Forever Undecided

by Raymond M. Smullyan

  • 21 •

  More Indecisions!

  ROSSER-TYPE REASONERS

  Gödel proved a whole family of mathematical systems to be incomplete under the assumption that they were ω-consistent. J. Barkley Rosser subsequently discovered an ingenious method of showing these systems to be incomplete under the weaker assumption that they were simply consistent. The undecidable sentence constructed by Rosser is more complicated than Gödel’s, but its undecidability can be established under the mere assumption of simple consistency.

  Let us return to the reasoners on a knight-knave island where the order in which the reasoner believes various propositions makes a difference. For any propositions p and q, we will say that the reasoner believes p before he believes q if there is some day on which he believes p and has not yet believed q. If the reasoner never believes q, but believes p (on some day or other), then we take it as true that he believes p before he believes q. (In other words, he doesn’t have to ever believe q in order to believe p before he believes q.) We let Bp < Bq be the proposition that the reasoner believes p before he believes q. If Bp < Bq is true, then Bq < Bp is obviously false.

  We shall now define a Rosser-type reasoner as a reasoner of type 1 such that the following condition holds.

  Condition R. For any propositions p and q, if the reasoner believes p on some day on which he has not yet believed q, then he will (sooner or later) believe Bp < Bq and ~(Bq < Bp).

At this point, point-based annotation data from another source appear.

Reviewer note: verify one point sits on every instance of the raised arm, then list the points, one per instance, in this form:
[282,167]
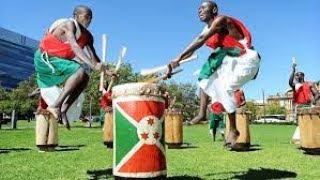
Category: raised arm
[291,83]
[70,29]
[216,26]
[315,94]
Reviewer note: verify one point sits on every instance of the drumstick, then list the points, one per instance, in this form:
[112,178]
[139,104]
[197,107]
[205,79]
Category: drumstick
[145,72]
[120,60]
[164,76]
[294,60]
[104,49]
[172,102]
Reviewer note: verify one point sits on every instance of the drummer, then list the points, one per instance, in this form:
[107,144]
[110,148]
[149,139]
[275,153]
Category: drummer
[304,93]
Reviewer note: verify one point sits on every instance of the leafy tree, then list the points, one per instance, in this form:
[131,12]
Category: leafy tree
[275,109]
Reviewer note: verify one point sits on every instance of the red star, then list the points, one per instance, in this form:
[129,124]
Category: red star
[150,121]
[144,136]
[156,135]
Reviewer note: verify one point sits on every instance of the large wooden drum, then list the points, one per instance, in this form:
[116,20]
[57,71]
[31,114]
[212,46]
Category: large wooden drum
[309,124]
[173,128]
[242,123]
[46,130]
[108,130]
[138,150]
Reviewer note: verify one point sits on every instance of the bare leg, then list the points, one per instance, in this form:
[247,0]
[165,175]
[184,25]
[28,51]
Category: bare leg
[233,132]
[72,83]
[203,108]
[70,99]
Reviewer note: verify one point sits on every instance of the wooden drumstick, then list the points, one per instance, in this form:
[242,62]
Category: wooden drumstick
[104,49]
[145,72]
[120,60]
[164,76]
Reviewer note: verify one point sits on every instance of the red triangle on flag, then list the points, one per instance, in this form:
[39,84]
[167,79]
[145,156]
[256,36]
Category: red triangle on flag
[152,157]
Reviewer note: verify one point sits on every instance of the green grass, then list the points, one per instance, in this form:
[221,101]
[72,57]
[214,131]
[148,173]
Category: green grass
[272,157]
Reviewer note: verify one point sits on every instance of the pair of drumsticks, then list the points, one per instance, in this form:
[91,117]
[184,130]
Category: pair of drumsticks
[145,72]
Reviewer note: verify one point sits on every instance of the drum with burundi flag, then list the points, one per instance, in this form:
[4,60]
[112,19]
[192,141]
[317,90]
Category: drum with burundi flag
[138,131]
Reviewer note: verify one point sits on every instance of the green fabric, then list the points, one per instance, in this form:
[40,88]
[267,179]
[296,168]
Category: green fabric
[216,121]
[126,136]
[304,105]
[102,113]
[64,68]
[215,60]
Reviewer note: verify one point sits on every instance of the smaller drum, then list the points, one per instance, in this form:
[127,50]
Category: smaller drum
[108,130]
[173,128]
[309,124]
[242,123]
[138,150]
[46,130]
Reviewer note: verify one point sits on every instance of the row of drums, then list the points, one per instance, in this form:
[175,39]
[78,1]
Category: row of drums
[139,127]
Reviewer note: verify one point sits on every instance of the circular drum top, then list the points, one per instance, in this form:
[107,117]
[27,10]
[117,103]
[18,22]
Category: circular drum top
[137,89]
[174,111]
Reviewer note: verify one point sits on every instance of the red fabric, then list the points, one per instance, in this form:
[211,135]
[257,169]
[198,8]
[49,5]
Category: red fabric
[166,103]
[303,94]
[106,100]
[226,41]
[237,95]
[55,47]
[42,104]
[217,108]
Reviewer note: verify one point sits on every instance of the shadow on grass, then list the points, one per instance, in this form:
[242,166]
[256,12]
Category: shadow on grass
[252,147]
[69,147]
[107,173]
[246,150]
[72,146]
[7,150]
[185,145]
[185,177]
[261,174]
[100,173]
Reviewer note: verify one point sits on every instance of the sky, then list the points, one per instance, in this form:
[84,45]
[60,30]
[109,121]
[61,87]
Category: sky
[157,31]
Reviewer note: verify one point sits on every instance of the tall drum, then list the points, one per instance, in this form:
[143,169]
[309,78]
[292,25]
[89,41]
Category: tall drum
[46,130]
[138,150]
[108,129]
[242,123]
[173,128]
[309,124]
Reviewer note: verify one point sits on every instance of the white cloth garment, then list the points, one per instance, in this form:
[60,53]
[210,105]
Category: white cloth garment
[233,73]
[50,95]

  The idea behind Condition R is that the reasoner has a perfect memory for what he has and has not believed on all past days. If he believes p before he believes q, then on the first day that he believes p, he hasn’t believed q yet (and perhaps never will, or then again he may sometime in the future), and so on any subsequent day he will remember that on the first day on which he believed p, he hadn’t yet believed q, and so he will believe Bp < Bq and ~(Bq < Bp).

  1

  A Rosser-type reasoner comes to the Island of Knights and Knaves and believes the rules of the island. He meets a native who says to him: “You will never believe I’m a knight before you believe I’m a knave.” (Rendered symbolically, the native is asserting the proposition ~(Bk < B~k).)

  Prove that if the reasoner is simply consistent, then he must remain forever undecided as to whether the native is a knight or a knave.

  2

  Suppose the native instead said: “You will believe I’m a knave before you believe I’m a knight.” Does the same conclusion follow?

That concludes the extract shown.